Buy this man a beer.
Musicians, live music lovers, people of NSW, and general folks who think small scale culture should be given a chance to survive and thrive: on October 26th this year and every year i need you to do me a small favour. Should you see this man in the street, pass him in a pub, or stand behind him in a line at the supermarket i ask you to do one small thing. Buy him a beer. Seriously, you owe him one.
October 26th in NSW is buy John Wardle a beer day.
I have no idea who has the power to officially declare a public holiday in NSW but as far as i’m concerned i’m just calling it.
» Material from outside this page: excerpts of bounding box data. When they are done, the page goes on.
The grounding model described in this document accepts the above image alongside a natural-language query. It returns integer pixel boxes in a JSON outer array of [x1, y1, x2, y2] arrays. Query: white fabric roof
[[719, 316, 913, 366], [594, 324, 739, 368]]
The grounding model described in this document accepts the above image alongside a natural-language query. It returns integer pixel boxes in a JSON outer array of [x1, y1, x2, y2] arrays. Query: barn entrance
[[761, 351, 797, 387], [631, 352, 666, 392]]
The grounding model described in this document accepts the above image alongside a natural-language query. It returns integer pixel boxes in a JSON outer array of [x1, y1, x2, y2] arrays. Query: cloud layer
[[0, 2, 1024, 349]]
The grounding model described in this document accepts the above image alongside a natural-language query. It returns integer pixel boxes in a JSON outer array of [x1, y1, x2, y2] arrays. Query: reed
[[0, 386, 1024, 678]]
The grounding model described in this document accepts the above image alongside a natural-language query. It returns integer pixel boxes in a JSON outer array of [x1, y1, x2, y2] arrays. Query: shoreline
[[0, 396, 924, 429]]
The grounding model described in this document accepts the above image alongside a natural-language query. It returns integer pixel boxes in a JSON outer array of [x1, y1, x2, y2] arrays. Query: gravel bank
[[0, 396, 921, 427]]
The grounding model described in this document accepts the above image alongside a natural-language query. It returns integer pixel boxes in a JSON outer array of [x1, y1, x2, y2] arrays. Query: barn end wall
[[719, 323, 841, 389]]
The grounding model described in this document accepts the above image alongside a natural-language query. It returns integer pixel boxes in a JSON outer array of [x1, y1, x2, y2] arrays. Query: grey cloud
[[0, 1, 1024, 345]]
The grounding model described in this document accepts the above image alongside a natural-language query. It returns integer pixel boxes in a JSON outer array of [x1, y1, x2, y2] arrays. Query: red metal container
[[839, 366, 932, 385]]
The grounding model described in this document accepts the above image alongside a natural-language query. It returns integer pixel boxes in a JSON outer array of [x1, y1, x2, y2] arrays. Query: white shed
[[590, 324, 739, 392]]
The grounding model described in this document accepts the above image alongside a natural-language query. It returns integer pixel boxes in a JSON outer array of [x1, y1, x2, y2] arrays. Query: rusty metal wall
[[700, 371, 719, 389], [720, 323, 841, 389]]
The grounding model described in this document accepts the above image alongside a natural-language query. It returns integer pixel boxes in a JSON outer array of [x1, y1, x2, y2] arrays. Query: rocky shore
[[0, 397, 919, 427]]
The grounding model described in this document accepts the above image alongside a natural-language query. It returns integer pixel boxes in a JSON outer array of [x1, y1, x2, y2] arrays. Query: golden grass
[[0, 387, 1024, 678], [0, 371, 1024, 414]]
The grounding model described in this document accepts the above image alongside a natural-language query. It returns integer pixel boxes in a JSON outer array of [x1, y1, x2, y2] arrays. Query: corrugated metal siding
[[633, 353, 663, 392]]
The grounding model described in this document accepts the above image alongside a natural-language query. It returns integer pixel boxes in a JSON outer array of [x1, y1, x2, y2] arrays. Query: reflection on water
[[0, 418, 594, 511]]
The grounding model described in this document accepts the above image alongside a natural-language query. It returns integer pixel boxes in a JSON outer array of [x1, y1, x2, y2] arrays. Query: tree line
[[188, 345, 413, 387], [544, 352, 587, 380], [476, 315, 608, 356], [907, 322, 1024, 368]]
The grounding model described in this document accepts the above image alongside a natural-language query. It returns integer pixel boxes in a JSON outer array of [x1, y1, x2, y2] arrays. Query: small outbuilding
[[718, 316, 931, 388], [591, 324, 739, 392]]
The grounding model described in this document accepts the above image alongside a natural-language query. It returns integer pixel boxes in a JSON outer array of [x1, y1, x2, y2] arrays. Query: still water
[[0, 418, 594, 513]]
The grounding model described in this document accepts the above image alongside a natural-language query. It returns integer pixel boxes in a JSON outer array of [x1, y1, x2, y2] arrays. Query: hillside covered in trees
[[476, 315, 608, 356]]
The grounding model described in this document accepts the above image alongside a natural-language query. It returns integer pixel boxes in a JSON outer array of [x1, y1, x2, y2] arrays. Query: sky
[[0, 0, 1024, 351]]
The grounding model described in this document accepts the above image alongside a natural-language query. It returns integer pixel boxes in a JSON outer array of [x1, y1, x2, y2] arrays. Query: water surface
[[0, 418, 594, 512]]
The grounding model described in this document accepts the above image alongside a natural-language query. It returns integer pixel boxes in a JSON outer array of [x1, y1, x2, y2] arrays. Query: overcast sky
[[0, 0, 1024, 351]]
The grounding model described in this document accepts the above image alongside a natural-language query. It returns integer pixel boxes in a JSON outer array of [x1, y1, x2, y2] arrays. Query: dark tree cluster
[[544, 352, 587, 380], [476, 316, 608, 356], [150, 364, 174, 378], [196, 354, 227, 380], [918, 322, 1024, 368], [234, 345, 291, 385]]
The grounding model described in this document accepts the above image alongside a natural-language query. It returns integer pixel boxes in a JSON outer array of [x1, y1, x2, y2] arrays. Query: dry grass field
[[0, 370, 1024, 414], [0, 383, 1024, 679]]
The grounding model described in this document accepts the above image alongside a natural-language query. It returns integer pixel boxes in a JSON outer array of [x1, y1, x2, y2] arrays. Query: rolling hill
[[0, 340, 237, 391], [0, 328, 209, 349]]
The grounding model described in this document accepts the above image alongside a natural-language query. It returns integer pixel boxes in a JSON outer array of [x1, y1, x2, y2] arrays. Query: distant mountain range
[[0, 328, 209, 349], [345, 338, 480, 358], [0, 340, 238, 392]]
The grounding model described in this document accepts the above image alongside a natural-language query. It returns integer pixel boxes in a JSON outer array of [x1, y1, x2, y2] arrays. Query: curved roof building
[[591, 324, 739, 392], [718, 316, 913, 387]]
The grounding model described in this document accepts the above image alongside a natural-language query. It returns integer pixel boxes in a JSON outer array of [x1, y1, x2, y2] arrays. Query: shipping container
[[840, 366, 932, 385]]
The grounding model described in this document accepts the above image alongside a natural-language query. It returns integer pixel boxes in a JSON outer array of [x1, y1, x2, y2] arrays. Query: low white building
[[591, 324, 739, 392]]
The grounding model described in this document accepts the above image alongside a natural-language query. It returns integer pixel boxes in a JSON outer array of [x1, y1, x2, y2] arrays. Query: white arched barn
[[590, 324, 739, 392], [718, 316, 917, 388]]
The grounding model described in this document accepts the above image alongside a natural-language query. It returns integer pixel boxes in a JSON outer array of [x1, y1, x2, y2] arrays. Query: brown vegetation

I am a cynical prick. Very little impresses me. Yet every now and then something happens that truly inspires me. Occasionally someone pulls off something that i had every reason to dismiss as truly impossible. John Wardle’s immense efforts (and by that i mean years, and years of relentless research, lobbying cajoling, organising and generally just fucking persisting when most sane folks would have thrown in the towel) he put into reforming NSW’s dreaded Place of Public Entertainment (PoPE) laws falls into that category.
Put simply, until the stupid laws were finally done away with on 26th of October last year you could do pretty much everything in a NSW pub, cafe or gallery without tonnes of red tape except play live music or perform anything live.
As John himself put it:
PoPEs really said a lot about us – that if you told a story or sang a song you were regulated out of existence but if you watched sport or gambled you were exempt.
On October 26th last year the NSW Government finally changed the laws after much effort from John and no doubt much assistance from his friends and colleagues. You can read about the changes here but in practical terms it means that performing live music in NSW is relatively simple where it was once impossibly hard. Already in NSW a lot more venues have a lot more live music because the rules changed so they were suddenly legally allowed to.
John himself has compiled a list of about 50 new places that have become live venues since the laws the have changed – no doubt there are plenty more. It’s a small crack of light that has turned back the forces of darkness and poker machines and a reminder that the stupid and unjustifiable is always untenable in the long run.
Mostly these kinds of efforts, these kinds of changes go unnoticed. Many people, many, many people benefit from them but few realise what effort it took to make it happen. Even i only have the slightest inkling for how far and how hard they needed to push. Indeed the only person in the NSW parliament’s public gallery that night was John:
Its funny – the night the amendments passed to the Planning Act was just like the night the associated changes to the Liquor Act went through.. I was the only person in the gallery, and was called upon to assist… there was no-one around. I walked out later into the Sydney night ..by myself..
Frankly, there should have been a bloody parade.
John Wardle, Sir, i doff my metaphorical hat to you, and this coming tuesday i will raise my actual glass. On account of the fact i will be in another state on the actual day you can take a raincheck on that beer from me any time you like. The rest of you, you all owe him big time.